Home» Growth & Development» Children Speech and Language Development Stages

Children Speech and Language Development Stages

Tuesday, May 29th 2012. | Growth & Development

Advertisement

Since birth, the infant is programmed to learn language to communicate. They have some sort of universal stages of language learning. Here are the stages of children speech development stages of language skills in general and outline.

Children speech development and language skills 450x274 Children Speech and Language Development Stages

Children speech development and language skills from birth to 24 months

2 months: Talking to pronounce vowels, like “u”, “a”, or “e” repeatedly.

6 months: Talking with a consonant-sound.

7.5 months: Begin to understand the words and common names.

10 months: Appoint, sound like a bitch, and staring at something he wanted to use the words that he created.

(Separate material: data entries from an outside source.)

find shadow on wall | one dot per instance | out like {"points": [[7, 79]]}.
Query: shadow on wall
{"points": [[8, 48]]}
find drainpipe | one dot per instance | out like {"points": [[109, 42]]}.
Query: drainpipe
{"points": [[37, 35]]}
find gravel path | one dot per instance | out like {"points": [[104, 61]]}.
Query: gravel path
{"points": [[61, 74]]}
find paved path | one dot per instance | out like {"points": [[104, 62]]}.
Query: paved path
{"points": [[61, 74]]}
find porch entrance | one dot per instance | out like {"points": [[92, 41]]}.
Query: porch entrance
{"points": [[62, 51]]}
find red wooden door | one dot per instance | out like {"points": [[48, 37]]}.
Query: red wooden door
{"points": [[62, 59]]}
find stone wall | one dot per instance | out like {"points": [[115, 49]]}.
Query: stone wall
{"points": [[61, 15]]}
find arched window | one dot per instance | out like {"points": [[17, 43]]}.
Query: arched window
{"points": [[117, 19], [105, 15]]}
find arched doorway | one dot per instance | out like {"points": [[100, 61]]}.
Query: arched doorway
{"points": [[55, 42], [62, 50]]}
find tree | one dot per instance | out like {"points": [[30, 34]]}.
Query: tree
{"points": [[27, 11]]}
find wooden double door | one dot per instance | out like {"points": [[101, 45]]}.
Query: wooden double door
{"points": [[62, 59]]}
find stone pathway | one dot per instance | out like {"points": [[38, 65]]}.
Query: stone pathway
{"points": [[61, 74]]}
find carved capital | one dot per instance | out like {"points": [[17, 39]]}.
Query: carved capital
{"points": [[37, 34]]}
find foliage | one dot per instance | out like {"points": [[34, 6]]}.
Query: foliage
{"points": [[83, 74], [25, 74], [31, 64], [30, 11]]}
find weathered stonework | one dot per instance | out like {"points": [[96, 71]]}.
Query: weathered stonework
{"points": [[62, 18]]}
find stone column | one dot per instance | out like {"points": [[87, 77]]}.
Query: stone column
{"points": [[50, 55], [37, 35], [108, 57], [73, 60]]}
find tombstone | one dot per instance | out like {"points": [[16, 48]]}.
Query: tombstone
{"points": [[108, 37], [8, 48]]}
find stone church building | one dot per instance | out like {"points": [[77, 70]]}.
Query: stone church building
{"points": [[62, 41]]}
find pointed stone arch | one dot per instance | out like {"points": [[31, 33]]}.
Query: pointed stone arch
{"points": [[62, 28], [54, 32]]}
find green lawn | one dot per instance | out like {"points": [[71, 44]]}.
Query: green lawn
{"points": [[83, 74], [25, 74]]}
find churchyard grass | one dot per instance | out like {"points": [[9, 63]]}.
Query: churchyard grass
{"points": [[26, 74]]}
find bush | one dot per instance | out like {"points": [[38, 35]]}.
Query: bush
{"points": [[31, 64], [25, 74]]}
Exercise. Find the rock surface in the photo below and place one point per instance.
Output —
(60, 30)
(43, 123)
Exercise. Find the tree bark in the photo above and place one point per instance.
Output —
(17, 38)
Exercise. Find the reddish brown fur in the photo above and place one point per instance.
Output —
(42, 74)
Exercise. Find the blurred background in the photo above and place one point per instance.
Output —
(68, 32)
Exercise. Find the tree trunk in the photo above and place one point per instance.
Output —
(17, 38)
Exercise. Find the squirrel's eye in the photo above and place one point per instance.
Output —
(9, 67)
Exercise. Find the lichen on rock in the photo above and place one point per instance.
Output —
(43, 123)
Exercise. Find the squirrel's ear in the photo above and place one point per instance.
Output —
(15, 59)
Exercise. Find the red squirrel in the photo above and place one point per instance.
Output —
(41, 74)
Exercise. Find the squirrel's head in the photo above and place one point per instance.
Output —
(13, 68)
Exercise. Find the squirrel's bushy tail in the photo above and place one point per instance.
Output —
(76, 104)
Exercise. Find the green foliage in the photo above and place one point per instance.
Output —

12 months: Says first words, like “mama”, “dada”, or the name of his brother, body parts, animal names, or sounds like “woof woof”.

14 months: Identifying objects, such as one command, “take the ball.”

18 months: It can understand and say at least 50 words and uses the question “What’s that?” to understand the name of an object.

24 months: Says sentence consisting of two words, such as “drink milk” or “play ball”, and very often say the word “baseball / no.”

Children speech development and language skills 2 – 5 years

2.5 years: Truncates a purpose in a few words, like “Mama do not wear shoes” to “Mama no shoes.”

3 years: Speaking in a longer sentence, put some thoughts in one sentence to express a story, it could use about 300 words, following a stream of stories and remember the essence, like the sentences that do not mean much.

4 years: It can engage in conversation with adults, using verbs in sentences detail, joking with the sentence, and ask with the right intonation.

5 years: Has about 2,500 vocabulary words to express meaning; understand 14,000 words, can express thoughts, such as fears and dreams; say “thank you”, say something to get a reaction from others.

The Children’s Speech and Language Development Stages above presented so you will know what to expect for your child. Most children will not follow the above stages. If your child seems significantly behind in language development, you should talk with your child’s physician regarding your questions and concerns.